Data processing and analysis
Inhibitory performance on the SST was measured by computing an index of reactive inhibition, the SSRT, as already computed in a previous study (Battaglia et al., 2022a). In particular, SSRTs were estimated based on Logan and Cowan’s notion of the race-model (Logan and Cowan, 1984b). In accordance with Verbruggen et al. (2013), data were computed by adopting the integration method with the replacement of Go-omissions. More specifically, the finishing time of the Stop process was determined by integrating the go RT distribution and finding the point at which the integral is equal to the probability of responding at a given delay. The ending time of the stop process corresponded to the nth RT, where n = the number of RTs in the RT distribution of Go trials multiplied by “p (respond| signal).” To determine the nth RT, all Go trials with a response were considered, including Go-trials with a choice error and Go-trials with a premature response. Also, omissions in the Go-trials (i.e., no response before the end of the Go-trials) were assigned the maximum RT to compensate for the lack of response. Finally, premature responses in unsuccessful Stop-trials (i.e., responses executed before the Stop-signal is presented) were included in calculating the probability of responding to a delay and mean SSD. This version of the integration method produces the most reliable and least biased SSRT estimation [for further details and an exhaustive review see Verbruggen et al. (2019)].
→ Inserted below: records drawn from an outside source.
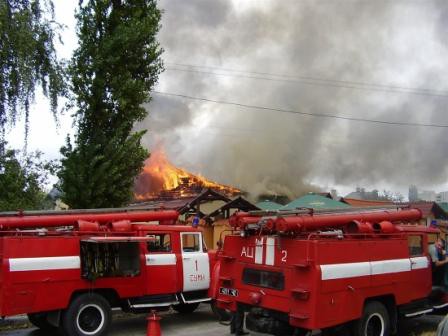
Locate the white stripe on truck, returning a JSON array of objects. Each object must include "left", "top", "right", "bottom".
[
  {"left": 320, "top": 257, "right": 429, "bottom": 280},
  {"left": 9, "top": 256, "right": 81, "bottom": 272},
  {"left": 266, "top": 237, "right": 275, "bottom": 266},
  {"left": 255, "top": 237, "right": 264, "bottom": 264},
  {"left": 145, "top": 253, "right": 176, "bottom": 266}
]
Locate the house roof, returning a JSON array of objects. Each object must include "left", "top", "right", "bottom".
[
  {"left": 129, "top": 197, "right": 195, "bottom": 210},
  {"left": 179, "top": 188, "right": 230, "bottom": 214},
  {"left": 255, "top": 201, "right": 283, "bottom": 210},
  {"left": 340, "top": 197, "right": 394, "bottom": 207},
  {"left": 280, "top": 193, "right": 350, "bottom": 210},
  {"left": 207, "top": 196, "right": 261, "bottom": 217},
  {"left": 405, "top": 201, "right": 448, "bottom": 219},
  {"left": 437, "top": 202, "right": 448, "bottom": 213}
]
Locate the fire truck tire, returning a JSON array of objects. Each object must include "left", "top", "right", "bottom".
[
  {"left": 61, "top": 293, "right": 112, "bottom": 336},
  {"left": 173, "top": 302, "right": 199, "bottom": 314},
  {"left": 210, "top": 301, "right": 232, "bottom": 322},
  {"left": 27, "top": 313, "right": 56, "bottom": 331},
  {"left": 353, "top": 301, "right": 390, "bottom": 336}
]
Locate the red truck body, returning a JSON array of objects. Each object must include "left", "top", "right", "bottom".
[
  {"left": 213, "top": 209, "right": 447, "bottom": 335},
  {"left": 0, "top": 211, "right": 215, "bottom": 335}
]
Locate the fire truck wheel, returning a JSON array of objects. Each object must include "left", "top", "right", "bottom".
[
  {"left": 210, "top": 301, "right": 232, "bottom": 322},
  {"left": 354, "top": 301, "right": 390, "bottom": 336},
  {"left": 173, "top": 303, "right": 199, "bottom": 314},
  {"left": 61, "top": 293, "right": 112, "bottom": 336},
  {"left": 28, "top": 313, "right": 56, "bottom": 331}
]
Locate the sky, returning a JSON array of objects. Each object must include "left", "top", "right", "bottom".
[{"left": 8, "top": 0, "right": 448, "bottom": 197}]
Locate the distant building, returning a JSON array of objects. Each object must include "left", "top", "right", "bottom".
[
  {"left": 344, "top": 187, "right": 381, "bottom": 200},
  {"left": 418, "top": 190, "right": 437, "bottom": 202},
  {"left": 339, "top": 197, "right": 394, "bottom": 208},
  {"left": 255, "top": 200, "right": 283, "bottom": 210},
  {"left": 280, "top": 193, "right": 350, "bottom": 210},
  {"left": 436, "top": 191, "right": 448, "bottom": 203},
  {"left": 408, "top": 185, "right": 418, "bottom": 202}
]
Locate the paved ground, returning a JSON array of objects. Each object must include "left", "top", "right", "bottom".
[{"left": 0, "top": 305, "right": 442, "bottom": 336}]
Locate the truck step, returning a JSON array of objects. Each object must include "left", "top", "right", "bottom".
[{"left": 128, "top": 294, "right": 179, "bottom": 309}]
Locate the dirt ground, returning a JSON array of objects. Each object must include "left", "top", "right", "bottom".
[{"left": 0, "top": 305, "right": 443, "bottom": 336}]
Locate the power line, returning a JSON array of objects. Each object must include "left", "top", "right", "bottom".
[
  {"left": 165, "top": 63, "right": 448, "bottom": 98},
  {"left": 152, "top": 91, "right": 448, "bottom": 128}
]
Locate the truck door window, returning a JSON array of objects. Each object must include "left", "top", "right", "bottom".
[
  {"left": 408, "top": 235, "right": 423, "bottom": 257},
  {"left": 182, "top": 233, "right": 201, "bottom": 252},
  {"left": 147, "top": 233, "right": 171, "bottom": 252}
]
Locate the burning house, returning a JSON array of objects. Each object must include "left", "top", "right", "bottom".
[{"left": 134, "top": 150, "right": 242, "bottom": 202}]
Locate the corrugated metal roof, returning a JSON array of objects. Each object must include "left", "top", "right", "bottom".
[
  {"left": 280, "top": 194, "right": 350, "bottom": 210},
  {"left": 341, "top": 197, "right": 394, "bottom": 207},
  {"left": 437, "top": 202, "right": 448, "bottom": 213},
  {"left": 255, "top": 201, "right": 283, "bottom": 210}
]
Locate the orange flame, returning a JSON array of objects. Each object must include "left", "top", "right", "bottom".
[{"left": 134, "top": 149, "right": 241, "bottom": 200}]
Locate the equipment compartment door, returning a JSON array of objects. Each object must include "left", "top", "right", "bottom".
[
  {"left": 181, "top": 232, "right": 210, "bottom": 292},
  {"left": 145, "top": 232, "right": 177, "bottom": 295}
]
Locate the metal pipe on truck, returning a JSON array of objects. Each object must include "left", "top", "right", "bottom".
[
  {"left": 0, "top": 210, "right": 179, "bottom": 230},
  {"left": 275, "top": 209, "right": 422, "bottom": 233}
]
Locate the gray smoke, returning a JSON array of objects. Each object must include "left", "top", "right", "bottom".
[{"left": 136, "top": 0, "right": 448, "bottom": 200}]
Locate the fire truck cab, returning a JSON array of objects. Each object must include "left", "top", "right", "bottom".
[
  {"left": 0, "top": 210, "right": 215, "bottom": 336},
  {"left": 212, "top": 209, "right": 448, "bottom": 336}
]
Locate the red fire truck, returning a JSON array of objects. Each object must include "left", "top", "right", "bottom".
[
  {"left": 0, "top": 209, "right": 219, "bottom": 336},
  {"left": 212, "top": 208, "right": 448, "bottom": 336}
]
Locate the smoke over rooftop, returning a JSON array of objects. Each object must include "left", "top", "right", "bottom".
[{"left": 136, "top": 0, "right": 448, "bottom": 196}]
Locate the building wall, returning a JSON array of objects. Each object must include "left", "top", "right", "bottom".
[{"left": 212, "top": 219, "right": 231, "bottom": 249}]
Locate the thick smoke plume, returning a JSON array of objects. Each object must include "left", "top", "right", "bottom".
[{"left": 136, "top": 0, "right": 448, "bottom": 200}]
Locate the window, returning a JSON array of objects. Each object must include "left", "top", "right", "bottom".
[
  {"left": 147, "top": 233, "right": 171, "bottom": 252},
  {"left": 243, "top": 268, "right": 285, "bottom": 290},
  {"left": 408, "top": 235, "right": 423, "bottom": 257},
  {"left": 182, "top": 233, "right": 201, "bottom": 252}
]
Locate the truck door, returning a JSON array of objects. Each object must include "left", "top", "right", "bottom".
[
  {"left": 181, "top": 232, "right": 210, "bottom": 292},
  {"left": 408, "top": 234, "right": 432, "bottom": 298},
  {"left": 145, "top": 232, "right": 177, "bottom": 295}
]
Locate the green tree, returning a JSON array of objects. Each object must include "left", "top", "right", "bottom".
[
  {"left": 0, "top": 0, "right": 66, "bottom": 136},
  {"left": 58, "top": 0, "right": 163, "bottom": 208},
  {"left": 0, "top": 141, "right": 52, "bottom": 211}
]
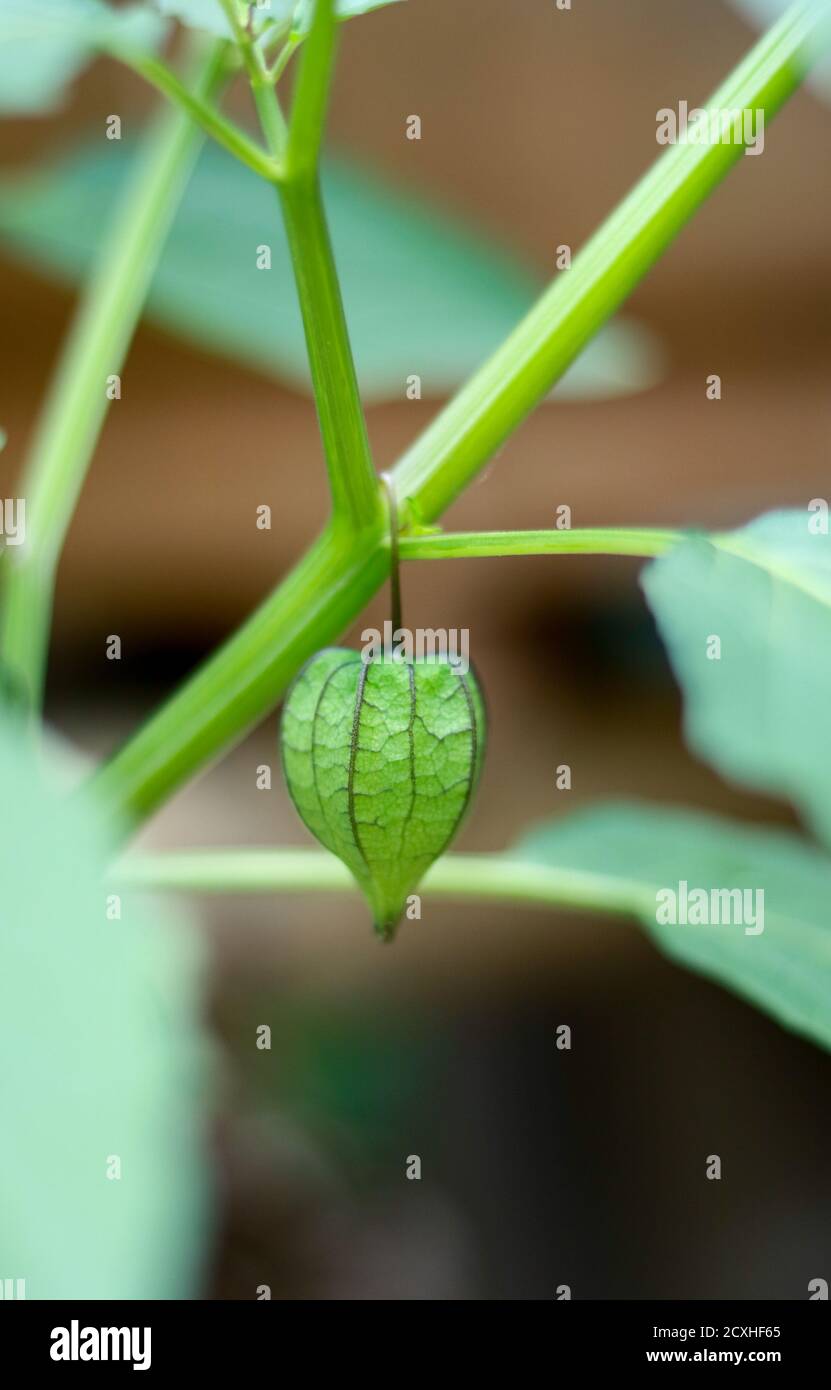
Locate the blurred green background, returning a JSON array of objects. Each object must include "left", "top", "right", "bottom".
[{"left": 0, "top": 0, "right": 831, "bottom": 1298}]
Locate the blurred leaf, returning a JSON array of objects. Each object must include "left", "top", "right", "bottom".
[
  {"left": 0, "top": 726, "right": 206, "bottom": 1300},
  {"left": 0, "top": 140, "right": 656, "bottom": 400},
  {"left": 0, "top": 0, "right": 165, "bottom": 114},
  {"left": 156, "top": 0, "right": 236, "bottom": 39},
  {"left": 642, "top": 512, "right": 831, "bottom": 844},
  {"left": 511, "top": 802, "right": 831, "bottom": 1048},
  {"left": 156, "top": 0, "right": 399, "bottom": 39},
  {"left": 730, "top": 0, "right": 831, "bottom": 100}
]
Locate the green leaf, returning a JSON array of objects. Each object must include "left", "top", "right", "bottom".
[
  {"left": 156, "top": 0, "right": 399, "bottom": 39},
  {"left": 0, "top": 140, "right": 656, "bottom": 400},
  {"left": 730, "top": 0, "right": 831, "bottom": 100},
  {"left": 642, "top": 512, "right": 831, "bottom": 844},
  {"left": 295, "top": 0, "right": 400, "bottom": 33},
  {"left": 0, "top": 0, "right": 165, "bottom": 114},
  {"left": 511, "top": 802, "right": 831, "bottom": 1048},
  {"left": 281, "top": 648, "right": 485, "bottom": 940},
  {"left": 0, "top": 724, "right": 207, "bottom": 1300}
]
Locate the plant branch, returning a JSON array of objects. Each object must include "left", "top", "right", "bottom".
[
  {"left": 111, "top": 848, "right": 655, "bottom": 915},
  {"left": 286, "top": 0, "right": 336, "bottom": 179},
  {"left": 279, "top": 178, "right": 384, "bottom": 539},
  {"left": 395, "top": 0, "right": 828, "bottom": 527},
  {"left": 118, "top": 53, "right": 281, "bottom": 183},
  {"left": 91, "top": 3, "right": 820, "bottom": 823},
  {"left": 270, "top": 0, "right": 384, "bottom": 537},
  {"left": 221, "top": 0, "right": 286, "bottom": 159},
  {"left": 0, "top": 39, "right": 227, "bottom": 709},
  {"left": 399, "top": 527, "right": 682, "bottom": 560}
]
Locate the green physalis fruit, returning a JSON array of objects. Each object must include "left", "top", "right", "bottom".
[{"left": 281, "top": 646, "right": 485, "bottom": 940}]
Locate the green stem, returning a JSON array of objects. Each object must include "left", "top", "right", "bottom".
[
  {"left": 0, "top": 40, "right": 225, "bottom": 709},
  {"left": 286, "top": 0, "right": 336, "bottom": 179},
  {"left": 87, "top": 3, "right": 820, "bottom": 821},
  {"left": 399, "top": 527, "right": 682, "bottom": 560},
  {"left": 96, "top": 525, "right": 389, "bottom": 821},
  {"left": 279, "top": 177, "right": 384, "bottom": 532},
  {"left": 120, "top": 53, "right": 281, "bottom": 183},
  {"left": 113, "top": 849, "right": 655, "bottom": 915},
  {"left": 396, "top": 0, "right": 828, "bottom": 525}
]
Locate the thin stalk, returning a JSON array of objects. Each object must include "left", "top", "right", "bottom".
[
  {"left": 381, "top": 473, "right": 403, "bottom": 637},
  {"left": 91, "top": 3, "right": 821, "bottom": 823},
  {"left": 399, "top": 527, "right": 684, "bottom": 560},
  {"left": 286, "top": 0, "right": 336, "bottom": 179},
  {"left": 0, "top": 40, "right": 225, "bottom": 710},
  {"left": 221, "top": 0, "right": 288, "bottom": 161},
  {"left": 113, "top": 848, "right": 655, "bottom": 915},
  {"left": 94, "top": 525, "right": 389, "bottom": 823},
  {"left": 273, "top": 0, "right": 384, "bottom": 532},
  {"left": 118, "top": 53, "right": 281, "bottom": 183},
  {"left": 279, "top": 178, "right": 384, "bottom": 531},
  {"left": 395, "top": 0, "right": 828, "bottom": 527}
]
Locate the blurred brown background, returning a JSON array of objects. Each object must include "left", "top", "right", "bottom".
[{"left": 0, "top": 0, "right": 831, "bottom": 1298}]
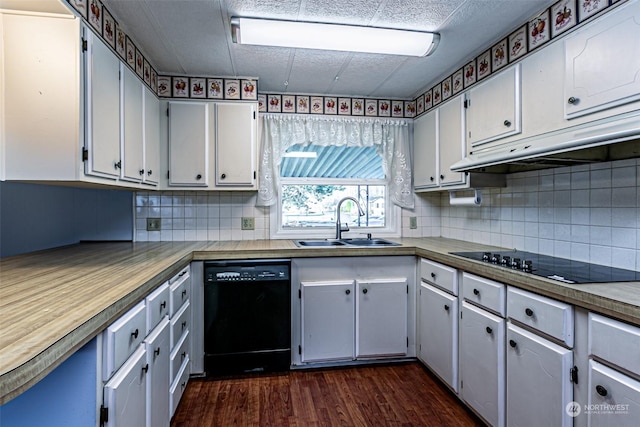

Data were analysed offline using custom-made MATLAB scripts (The MathWorks, Inc., Natick, MA, USA) estimating SSRT as described, and all statistical analyses were performed with STATISTICA (StatSoft STATISTICA 13, Tulsa, OK, USA). Mixed-design analyses of variance (ANOVAs) were used to investigate differences within and between groups. Post hoc analyses were conducted with Bonferroni test and the significance threshold was set at p < 0.05.
Results
Verification of the correct assumptions underlying the stop-signal task data collected
Firstly, we verified the correct assumptions of the independent race model (Verbruggen et al., 2019). In particular, we assessed whether the mean RT on Unsuccessful Stop trials (i.e., trials in which participants could not desist from performing an action even though a Stop-signal was presented) was shorter than the mean RT on Go trials (see Table 1 for descriptive SST data). To this aim, we ran a 3 × 2 ANOVA on RTs with Trial type (Go/Unsuccessful Emotional Stop/Unsuccessful Neutral Stop) as within-subject factor and Group (Fear-Body/Joy-Body) as between-subject factor. The analysis revealed a main effect of Trial type [F(2,116) = 105.03, p < 0.001, ηp2 = 0.644]. Bonferroni post hoc comparisons showed RTs for Go trials were significantly longer (514.36 ms ± 16.42 ms) than both Unsuccessful Emotional Stop trials (458.40 ± 12.85 ms, p < 0.001; df = 116) and Unsuccessful Neutral Stop trials (459.49 ± 13.01 ms, p < 0.001; df = 116), while no difference emerged between those last two (p = 1.000). No other main effects or interaction were found to be significant (all F < 1.296; p > 0.44; ηp2 < 0.022).
TABLE 1.
SST | Fear-body group |
Joy-body group |
||
Emotional | Neutral | Emotional | Neutral | |
Inhibition rate (%) | 50.62 ± 5.07 | 50.31 ± 4.61 | 50.89 ± 7.12 | 49.95 ± 7.99 |
SSD (ms) | 263.33 ± 98.13 | 259.61 ± 97.04 | 266.82 ± 115.63 | 260.99 ± 114.90 |
SSRT (ms) | 222.30 ± 25.52 | 227.02 ± 26.58 | 237.31 ± 49.26 | 245.44 ± 45.81 |
Unsucc RT (ms) | 451.04 ± 91.21 | 448.71 ± 90.93 | 465.76 ± 107.19 | 470.26 ± 109.79 |
Go RT (ms) | 499.90 ± 118.94 | 528.53 ± 134.97 | ||
Correct go (%) | 99.11 ± 1.22 | 98.98 ± 1.20 |
Descriptive performance of the SST is reported as means ± standard deviations. In particular, inhibition rate, stop signal delay (SSD), stop signal reaction time (SSRT), unsuccessful reaction time (Unsucc RT), go reaction time (Go RT), and correct go responses are depicted in the table for each group.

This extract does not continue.